笹無山

平安時代末期、西国でまだ勢力を誇っていた平家でしたが、現在の岡山のあたりまで源氏は進出してきました。舟のない源氏は平氏を追えないでいました。
この時、源氏のために浅瀬の位置を教えた若者がいました。しかし、源氏方の武士佐々木盛綱は、この若者への恩を仇で返しました。情報を漏らさないように殺してしまったのです。

年老いた母親は半狂乱になり、「佐々木憎けりゃ笹まで憎い」と血まみれになりながら山にある笹をすべて抜いてしまいます。
そこからこの山は笹無山と呼ばれるようになり、老母の怨念からか笹は生えないと言われています。
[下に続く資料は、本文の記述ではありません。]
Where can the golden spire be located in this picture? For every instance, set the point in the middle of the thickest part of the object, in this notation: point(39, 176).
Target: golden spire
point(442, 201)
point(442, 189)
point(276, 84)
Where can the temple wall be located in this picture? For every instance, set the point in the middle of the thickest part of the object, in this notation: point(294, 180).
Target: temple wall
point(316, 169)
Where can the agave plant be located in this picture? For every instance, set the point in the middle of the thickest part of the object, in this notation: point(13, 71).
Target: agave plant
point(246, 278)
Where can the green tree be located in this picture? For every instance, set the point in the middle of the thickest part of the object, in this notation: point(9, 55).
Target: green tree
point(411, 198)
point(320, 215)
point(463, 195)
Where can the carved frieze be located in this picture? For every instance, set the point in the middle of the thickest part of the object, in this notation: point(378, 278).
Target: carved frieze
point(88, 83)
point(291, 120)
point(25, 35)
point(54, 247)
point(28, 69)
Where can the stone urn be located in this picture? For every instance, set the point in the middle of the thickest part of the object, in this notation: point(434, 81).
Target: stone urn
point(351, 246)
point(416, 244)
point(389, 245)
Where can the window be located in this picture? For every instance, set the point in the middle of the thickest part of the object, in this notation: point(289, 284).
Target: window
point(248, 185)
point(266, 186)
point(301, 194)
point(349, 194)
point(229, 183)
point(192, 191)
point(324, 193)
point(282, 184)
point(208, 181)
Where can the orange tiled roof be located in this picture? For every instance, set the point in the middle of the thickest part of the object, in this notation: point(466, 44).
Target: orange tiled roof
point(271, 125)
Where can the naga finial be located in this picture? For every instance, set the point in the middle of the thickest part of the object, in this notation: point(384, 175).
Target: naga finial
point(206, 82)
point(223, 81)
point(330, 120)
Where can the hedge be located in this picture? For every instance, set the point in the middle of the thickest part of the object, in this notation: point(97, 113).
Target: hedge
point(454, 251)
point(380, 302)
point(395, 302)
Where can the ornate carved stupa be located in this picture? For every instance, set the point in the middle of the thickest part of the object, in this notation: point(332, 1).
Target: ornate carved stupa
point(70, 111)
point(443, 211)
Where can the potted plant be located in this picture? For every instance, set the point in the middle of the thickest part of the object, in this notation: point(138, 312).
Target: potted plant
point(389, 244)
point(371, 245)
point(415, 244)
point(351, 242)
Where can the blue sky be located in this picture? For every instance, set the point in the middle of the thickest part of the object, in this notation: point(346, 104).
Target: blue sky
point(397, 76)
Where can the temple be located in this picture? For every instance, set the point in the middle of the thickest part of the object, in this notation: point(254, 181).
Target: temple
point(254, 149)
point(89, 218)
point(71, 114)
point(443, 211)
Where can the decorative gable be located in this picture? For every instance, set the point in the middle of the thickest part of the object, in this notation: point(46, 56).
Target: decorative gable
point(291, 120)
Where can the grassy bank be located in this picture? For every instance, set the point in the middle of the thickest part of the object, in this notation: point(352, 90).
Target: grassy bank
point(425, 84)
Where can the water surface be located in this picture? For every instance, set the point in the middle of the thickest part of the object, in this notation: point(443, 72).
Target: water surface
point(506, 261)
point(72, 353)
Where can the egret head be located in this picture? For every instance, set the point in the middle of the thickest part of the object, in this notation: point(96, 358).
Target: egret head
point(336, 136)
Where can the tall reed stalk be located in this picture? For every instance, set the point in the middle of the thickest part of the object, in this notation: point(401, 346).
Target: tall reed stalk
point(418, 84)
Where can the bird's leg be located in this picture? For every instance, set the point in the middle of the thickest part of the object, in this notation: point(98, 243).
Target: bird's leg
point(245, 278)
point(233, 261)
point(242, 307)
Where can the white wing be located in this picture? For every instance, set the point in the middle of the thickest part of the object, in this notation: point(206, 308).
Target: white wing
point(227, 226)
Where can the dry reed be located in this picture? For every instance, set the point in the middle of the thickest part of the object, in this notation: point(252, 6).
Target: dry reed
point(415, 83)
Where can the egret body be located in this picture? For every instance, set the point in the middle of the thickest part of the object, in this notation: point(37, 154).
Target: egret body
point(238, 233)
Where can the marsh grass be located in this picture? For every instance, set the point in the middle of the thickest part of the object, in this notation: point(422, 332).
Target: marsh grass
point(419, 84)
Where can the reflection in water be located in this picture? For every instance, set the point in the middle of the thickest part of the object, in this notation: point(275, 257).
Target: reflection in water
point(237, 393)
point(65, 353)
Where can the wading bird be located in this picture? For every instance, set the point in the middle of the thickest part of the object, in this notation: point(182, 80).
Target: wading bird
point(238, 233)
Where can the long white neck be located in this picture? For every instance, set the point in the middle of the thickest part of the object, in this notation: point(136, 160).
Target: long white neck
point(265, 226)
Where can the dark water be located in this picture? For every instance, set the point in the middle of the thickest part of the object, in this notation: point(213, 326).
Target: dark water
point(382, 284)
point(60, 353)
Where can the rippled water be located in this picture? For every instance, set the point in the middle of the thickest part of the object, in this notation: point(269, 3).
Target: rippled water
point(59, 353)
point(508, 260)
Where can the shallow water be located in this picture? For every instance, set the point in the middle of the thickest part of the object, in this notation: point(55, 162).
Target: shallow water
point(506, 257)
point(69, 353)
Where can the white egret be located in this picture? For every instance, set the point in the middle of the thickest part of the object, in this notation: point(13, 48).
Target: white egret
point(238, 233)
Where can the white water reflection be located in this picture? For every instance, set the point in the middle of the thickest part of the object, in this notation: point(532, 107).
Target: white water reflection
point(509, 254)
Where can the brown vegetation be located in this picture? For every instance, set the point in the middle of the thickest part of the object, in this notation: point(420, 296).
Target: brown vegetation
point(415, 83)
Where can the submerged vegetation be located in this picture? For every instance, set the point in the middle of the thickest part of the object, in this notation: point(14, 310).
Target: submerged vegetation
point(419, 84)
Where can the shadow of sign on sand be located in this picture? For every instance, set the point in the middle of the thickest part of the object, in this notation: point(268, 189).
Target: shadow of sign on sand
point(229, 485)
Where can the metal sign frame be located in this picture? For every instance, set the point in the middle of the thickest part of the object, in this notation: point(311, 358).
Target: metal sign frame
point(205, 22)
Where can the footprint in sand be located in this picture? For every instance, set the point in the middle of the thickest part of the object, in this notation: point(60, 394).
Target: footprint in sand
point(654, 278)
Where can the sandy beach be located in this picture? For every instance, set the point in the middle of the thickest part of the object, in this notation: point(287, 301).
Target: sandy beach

このような怨念めいた伝説なのですが、笹無山は倉敷市内にあります。
実際に行ってみたところ、三メートルそこそこの高さの山というよりも丘みたいなところで、残念ながら熊笹みたいなものが生えてしまっています。

源平合戦の頃の話が示すとおり、この辺りの海を渡るのに源氏は苦労しているのですが、実はこの辺りの岡山平野というところは、干拓される前は海でした。山になっている辺りが島であったところです。
笹無山も当時は海の上に顔を出した島の上にあったようです。老母が抜き去った後は周囲と隔絶しており、笹が生えないような環境だったのかもしれません。